By AFEA member Nicky Douglas
JR Worsley, credited with bringing Five-Element acupuncture to the west, wrote that the Five-Element acupuncturist should, the whole time, be developing the gift of sight to the level that onecan see beneath the surface and is never guilty of making treatment decisions purely on the basis of a physical body and the outward appearance of things. This is essential to diagnosing the true cause of imbalance in a person.
This way of seeing was part of being for the ancient Chinese but one that we have lost and have to practice today. Although I am not planning to paint or pen a masterpiece, in an effort to develop my skill I have been working through the photographer and actor Philippa Stanton’s beautiful book: Conscious Creativity: Look, Connect, Create.
She writes:
Really paying attention to everything around you sounds simple, but it actually demands a level of curiosity and observation that most people are not used to exercising. And it takes time. But changing your perception of the world around you is incredibly exciting and insightful. It empowers you to see truth rather than assumed knowledge. The unremarkable becomes something that holds the potential for endless new ideas.
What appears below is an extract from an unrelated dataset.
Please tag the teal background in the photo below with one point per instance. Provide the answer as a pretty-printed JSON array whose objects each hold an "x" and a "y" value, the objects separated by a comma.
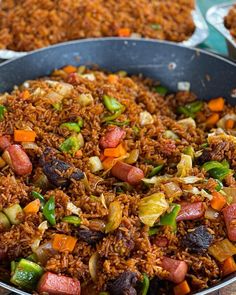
[{"x": 215, "y": 41}]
She describes her experience with a favourite jigsaw puzzle:
I spent hours looking for the piece with a small grey button on it…I found it. But this grey button was in fact green. My brain could see the grey button but it didn’t inform me that the grey was actually made up of different tones of green.
How often are we misguided in a diagnosis when a colour appears to be one thing and then a cursory glance when we are not ‘looking’ reveals it to be something else.
The rewards of really seeing however are described by JRW:
What a great joy it can be to each of us if we are able to see that essential essence which is there within every human being, and within every living cell, and within every flower and every blade of grass and in every tree.